Patients And Methods: Thirty-two eyes of newly diagnosed suprasellar CON and 60 healthy eyes were included in the study. The peripapillary retinal nerve fiber layer (RNFL) thickness and macular ganglion cell-inner plexiform layer (GCIPL) thickness were obtained using Cirrus spectral domain optical coherence tomography (SD-OCT). CON eyes were stratified based on the similar degree and pattern of both RNFL and GCIPL.

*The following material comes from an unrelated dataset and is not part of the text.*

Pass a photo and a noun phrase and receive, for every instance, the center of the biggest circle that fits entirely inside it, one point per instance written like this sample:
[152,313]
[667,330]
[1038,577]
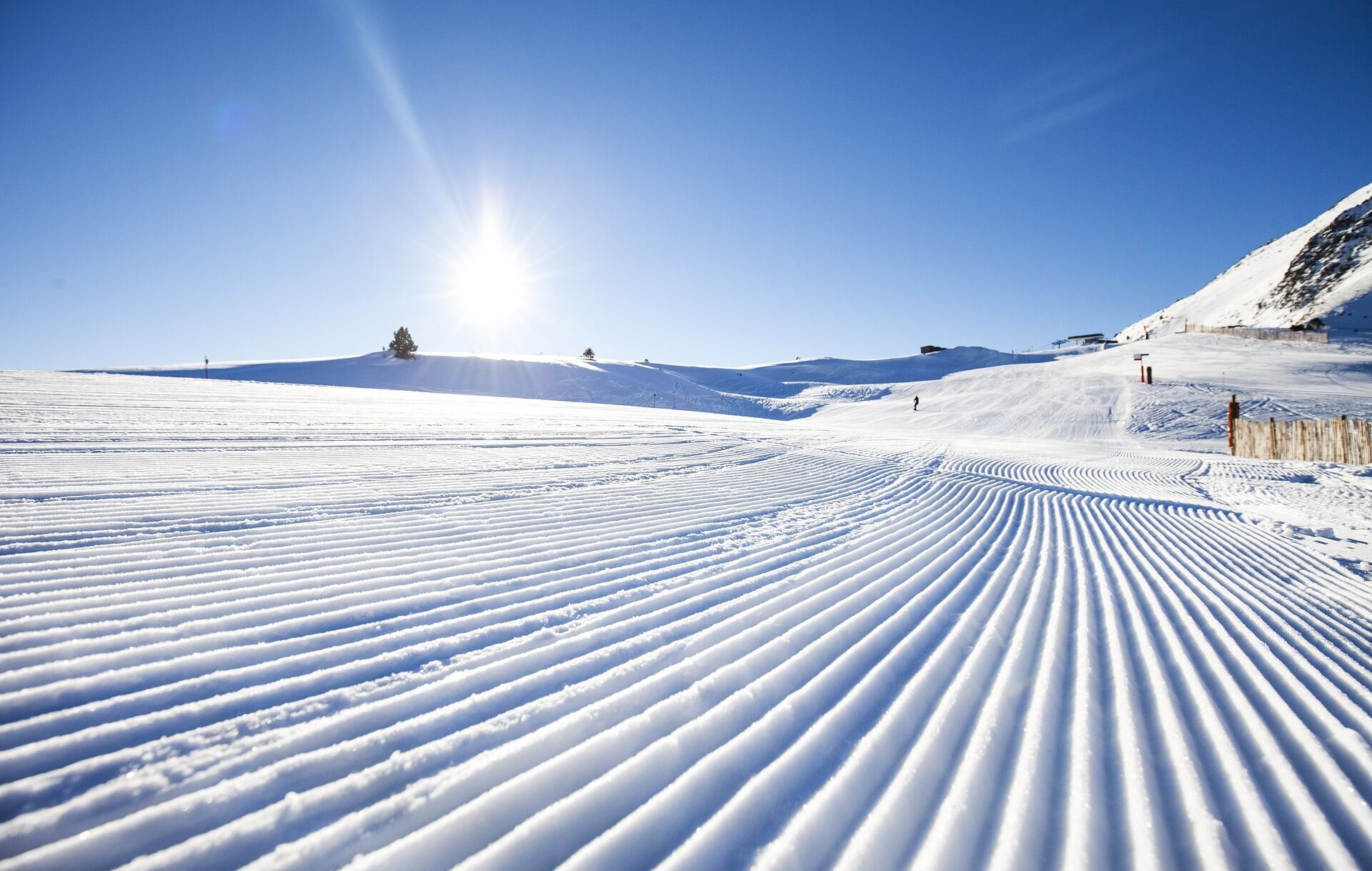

Results: From 32 eyes of newly diagnosed suprasellar CON eyes, 27 eyes had a predominantly nasal hemiretina thinning of macular GCIPL, 4 eyes showed a generalized macular thinning, and 1 eye showed a predominantly superior macular thinning. The corresponding temporal peripapillary RNFL thinning with nasal hemiretina GCIPL thinning were inconsistently manifested. Structure-function analysis of stratified CON eyes with similar thinning profiles showed that a range rather than a fixed value of visual field loss based on mean deviation (MD) index was associated to each thinning profile. The maximal limit of visual field loss range was ubiquitously nonrestricted to any structural thinning profile. While the minimal limit of the associated MD range was gradually reduced from 0 to about -16.0 dB, the nasal hemiretina macular GCIPL thinning was the only manifestation and decreased from 75 to 45 µm. However, the different degrees of temporal hemiretina macular GCIPL and superior-inferior peripapillary RNFL thinning were only seen in 10 of 32 eyes of which their nasal hemiretina GCIPL and temporal RNFL thinning had reached significant thinning. Interestingly when present, the minimal limit of associated MD range continued to decrease from -16.0 to -32.0 dB.
Conclusion: CON eyes can present with variable structure and function relationship at the time of diagnosis. Using structural parameters at the time of diagnosis to predict the prognosis should be used with caution.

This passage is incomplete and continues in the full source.